「このワイン、ブショネだね」 ワインを飲んでいたら、こんな台詞を耳にしたことがある人は少なくないのではないでしょうか?
ブショネとは劣化したワインを表す用語で、コルク臭とも言われ、ブション(コルク)に起因する品質劣化のことです。コルクの原材料であるコルク樫に元々存在していたか、成形の過程で発生した化合物TCA(トリクロロアニゾール)が原因となり、不快な臭いを発します。
僅かなブショネから、顔を近づけただけで顔をしかめてしまうほど重度のものまでありますが、飲んでしまっても健康に害はありません。ブショネは保存環境が理想的でも発生してしまうものなので、ある意味で不可抗力といえますが、今回はこの「ブショネ」についてご紹介します。
ブショネに当たる確率は?
天然コルクが少しでも使われているコルクであれば、ブショネのワインとなってしまう可能性があります。
ブショネの原因となるTCAが混入する確率は、実に100本中3本~8本と相当な量です。しかし、これは各国で統計に違いがあり、多くのワインを扱っているソムリエでもブショネのワインに当たったことがないという人もいるため、「ワインを100本買ったら3本~8本、必ずブショネ(TACが混入しているワイン)が混じっている」というわけではありません。
また、合成コルクや、スクリューキャップ型のワインも登場し、ブショネは少しずつ減ってきています。
ブショネの見分け方
劣化したワインには、ブショネの他にも酸化がいきすぎてしまったもの、熱で劣化してしまったものがあります。また、特に醸造過程で酸欠になったことで発生する硫化水素に由来する還元臭はブショネに間違われやすいので注意が必要です。しかし、これは時間が経てば消えてしまうので、判別が比較的容易です。
そして、いわゆるビオ臭と呼ばれる自然農法でつくられたワイン独特の匂いもブショネと間違われることがあります。しかし、これに関しては不快な臭いというよりも、そのワインの個性が発する匂いゆえに劣化とは言えません。
ブショネはカビ臭や段ボールのような臭いが特徴的です。酸っぱい臭いは酸化臭、不快な焦げや蒸れた臭いは熱劣化であり、劣化には違いがありませんがブショネとは違います。

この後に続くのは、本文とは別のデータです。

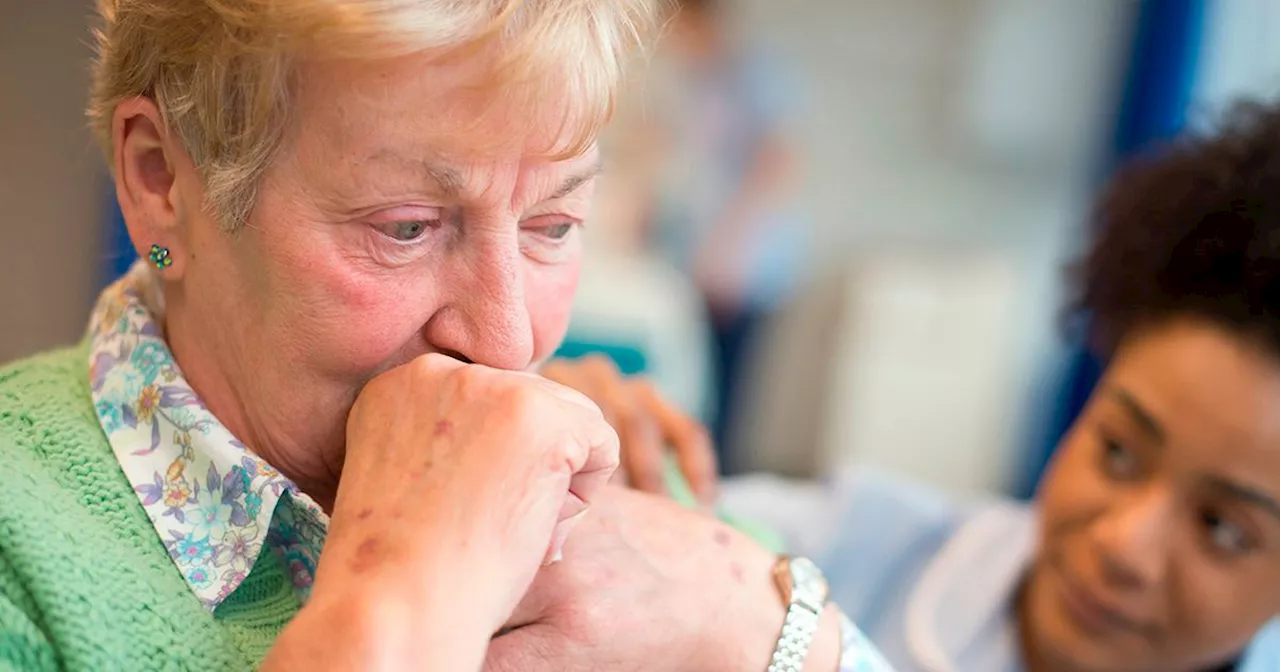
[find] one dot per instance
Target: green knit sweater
(85, 580)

ちなみによくコルク外側(瓶口ではない方)にカビが生えていることがありますが、これは湿度の高い適切な場所できちんと保管されていた証拠なので、ブショネとは関係ありません。
もしブショネのワインに当たってしまったら……
レストランでボトルのワインを開けるときは、ソムリエが最初にテイスティングを促してくれます。このときにブショネであれば、もちろんその場で交換が可能です。
お店で購入したものについては各店舗で対応が違うので注意が必要です。例えばワイン専門商社であるエノテカでは、ブショネのワインへの対応をサイトに明記していますが、別の大手ワインショップではしっかりと「ブショネについて返品や返金、交換は応じられない」と明記してあるところもあります。

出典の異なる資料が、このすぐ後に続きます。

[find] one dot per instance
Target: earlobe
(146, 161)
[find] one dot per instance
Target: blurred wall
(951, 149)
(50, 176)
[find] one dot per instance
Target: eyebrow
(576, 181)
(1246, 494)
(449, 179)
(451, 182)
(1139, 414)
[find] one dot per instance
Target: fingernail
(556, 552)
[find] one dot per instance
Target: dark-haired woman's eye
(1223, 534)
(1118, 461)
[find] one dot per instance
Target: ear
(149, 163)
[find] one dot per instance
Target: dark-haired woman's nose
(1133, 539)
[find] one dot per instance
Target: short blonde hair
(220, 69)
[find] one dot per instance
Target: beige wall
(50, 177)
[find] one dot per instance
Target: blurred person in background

また、日本酒やビールなど別のお酒を得意としているお店はブショネの存在すら知らない場合があるため、交換・返品についてはあまり期待しないほうがいいかもしれません。
高価なワインはブショネのワインへの対応について調べてから購入することを強くオススメします。それこそ10年も寝かして楽しみにしていたワインがブショネだった上に交換も利かない、なんてことになったら、せっかくの楽しい気持ちも台無しですものね。
まとめ
いかがでしたか? 不快な臭いが必ずしもブショネではないことが、お分かりいただけたと思います。特にブショネと似ている還元臭が指摘されることが多発していることから、レストランもワインショップもブショネの指摘には敏感になっているそうです。
できれば一度、懇意にしているワインを取り扱う酒屋さんやワインスクールなどで実際にブショネの臭いを嗅いでみることをオススメします。
しかし、それが叶わない場合は「ブショネと還元臭は似ていること」そして「還元臭は時間が経てば消えること」を踏まえてワインに臨むようにしてみてくださいね。